THE FIRST SELF-ADVOCACY CONFERENCES
The Swedish Parents' Association arranged a national conference for young adults who were active in these clubs. The conference was an opportunity for people with disabilities to discuss, among themselves, issues that concerned them: vocational training, wages at the sheltered workshop, and leisure and recreational activities. News of this event traveled fast in Sweden.
In 1972, England held a national conference sponsored by the Spastics Society and organized by the Campaign for the Mentally Handicapped. Canada followed with its first self-advocacy conference in British Columbia in 1973.
Several people with developmental disabilities from Oregon participated in the Canadian conference. While advisors (people without disabilities) seemed to do much of the talking, everyone who attended was impressed by the large number of persons with developmental disabilities who discussed their concerns.
Following this conference, self-advocates from Oregon organized a meeting and planned their own conference for 1974 with the assistance of individuals from the state of Washington.

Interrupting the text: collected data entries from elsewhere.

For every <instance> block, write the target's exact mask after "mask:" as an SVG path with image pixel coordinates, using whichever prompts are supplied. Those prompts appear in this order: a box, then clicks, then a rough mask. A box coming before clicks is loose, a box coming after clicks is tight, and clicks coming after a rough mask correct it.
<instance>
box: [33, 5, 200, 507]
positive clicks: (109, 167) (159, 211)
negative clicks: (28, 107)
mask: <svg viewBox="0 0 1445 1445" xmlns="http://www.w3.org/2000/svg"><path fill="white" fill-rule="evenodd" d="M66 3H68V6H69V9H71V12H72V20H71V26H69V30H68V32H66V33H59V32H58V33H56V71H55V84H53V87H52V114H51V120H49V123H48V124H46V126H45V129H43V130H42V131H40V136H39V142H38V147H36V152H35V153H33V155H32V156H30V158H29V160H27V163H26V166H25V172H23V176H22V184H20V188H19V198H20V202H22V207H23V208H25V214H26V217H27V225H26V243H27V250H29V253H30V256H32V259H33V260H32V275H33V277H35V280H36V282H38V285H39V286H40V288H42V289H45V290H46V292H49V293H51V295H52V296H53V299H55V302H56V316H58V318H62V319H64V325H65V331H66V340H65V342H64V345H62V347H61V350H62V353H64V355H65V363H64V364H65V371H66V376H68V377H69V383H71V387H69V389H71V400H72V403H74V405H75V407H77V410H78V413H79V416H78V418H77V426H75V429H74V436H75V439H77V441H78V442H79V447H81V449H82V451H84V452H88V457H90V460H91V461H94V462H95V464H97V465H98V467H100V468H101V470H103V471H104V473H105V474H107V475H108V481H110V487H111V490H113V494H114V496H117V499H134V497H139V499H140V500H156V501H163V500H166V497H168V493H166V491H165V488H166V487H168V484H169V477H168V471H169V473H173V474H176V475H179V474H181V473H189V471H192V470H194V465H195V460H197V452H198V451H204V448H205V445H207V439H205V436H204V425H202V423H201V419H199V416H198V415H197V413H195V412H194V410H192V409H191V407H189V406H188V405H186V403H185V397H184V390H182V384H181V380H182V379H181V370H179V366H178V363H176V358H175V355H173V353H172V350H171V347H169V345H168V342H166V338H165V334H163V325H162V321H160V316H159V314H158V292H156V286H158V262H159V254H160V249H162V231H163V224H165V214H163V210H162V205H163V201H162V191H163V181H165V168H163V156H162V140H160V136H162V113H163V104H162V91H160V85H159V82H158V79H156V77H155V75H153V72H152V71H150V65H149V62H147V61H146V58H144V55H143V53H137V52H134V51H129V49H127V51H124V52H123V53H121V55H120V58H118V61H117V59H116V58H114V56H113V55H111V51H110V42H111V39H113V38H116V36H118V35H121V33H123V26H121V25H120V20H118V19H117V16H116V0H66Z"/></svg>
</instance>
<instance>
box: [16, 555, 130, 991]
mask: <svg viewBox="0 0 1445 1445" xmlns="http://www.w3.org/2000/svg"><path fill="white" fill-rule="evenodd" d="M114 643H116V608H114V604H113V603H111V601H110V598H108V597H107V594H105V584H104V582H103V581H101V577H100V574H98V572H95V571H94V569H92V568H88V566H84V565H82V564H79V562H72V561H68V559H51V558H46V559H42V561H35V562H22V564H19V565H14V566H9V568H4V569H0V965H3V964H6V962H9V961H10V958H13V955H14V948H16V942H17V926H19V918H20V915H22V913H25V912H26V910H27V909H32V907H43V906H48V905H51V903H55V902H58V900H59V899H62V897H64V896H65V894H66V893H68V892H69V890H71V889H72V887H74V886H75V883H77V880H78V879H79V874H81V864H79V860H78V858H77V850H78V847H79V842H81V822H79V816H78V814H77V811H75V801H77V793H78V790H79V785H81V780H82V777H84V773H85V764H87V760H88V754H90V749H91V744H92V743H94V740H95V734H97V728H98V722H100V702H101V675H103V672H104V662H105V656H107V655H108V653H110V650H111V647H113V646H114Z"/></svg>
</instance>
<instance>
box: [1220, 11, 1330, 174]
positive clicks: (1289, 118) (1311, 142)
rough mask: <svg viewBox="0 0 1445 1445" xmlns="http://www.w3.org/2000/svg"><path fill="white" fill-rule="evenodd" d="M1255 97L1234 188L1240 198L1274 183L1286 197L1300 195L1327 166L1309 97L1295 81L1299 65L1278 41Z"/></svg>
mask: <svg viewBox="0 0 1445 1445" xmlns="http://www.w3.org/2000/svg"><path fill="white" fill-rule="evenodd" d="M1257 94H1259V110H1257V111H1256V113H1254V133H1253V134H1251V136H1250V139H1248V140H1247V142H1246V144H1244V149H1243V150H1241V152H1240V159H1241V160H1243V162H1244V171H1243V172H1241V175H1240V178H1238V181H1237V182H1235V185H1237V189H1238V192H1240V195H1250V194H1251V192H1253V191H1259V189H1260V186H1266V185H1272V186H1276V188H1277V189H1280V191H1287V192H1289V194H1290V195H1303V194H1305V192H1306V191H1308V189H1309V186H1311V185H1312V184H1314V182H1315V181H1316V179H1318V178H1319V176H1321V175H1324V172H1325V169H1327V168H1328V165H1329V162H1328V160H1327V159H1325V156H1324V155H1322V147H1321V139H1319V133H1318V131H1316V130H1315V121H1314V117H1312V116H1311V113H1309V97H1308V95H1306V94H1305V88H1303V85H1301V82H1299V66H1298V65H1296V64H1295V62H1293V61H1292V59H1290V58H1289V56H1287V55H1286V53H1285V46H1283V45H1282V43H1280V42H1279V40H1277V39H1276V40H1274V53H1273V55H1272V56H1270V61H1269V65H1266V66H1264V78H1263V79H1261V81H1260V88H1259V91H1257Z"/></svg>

At this planning meeting, one man talked about being labeled "mentally retarded" and said, "I want to be known as a person first!"
People First was later chosen as the name for a new self-advocacy organization. A few hundred participants were expected to attend the 1974 conference; however, nearly 600 self-advocates came from all across the United States. Many people who had never before spoken publicly were taking the microphone and being heard. For the first time, many people discovered that their voices did count.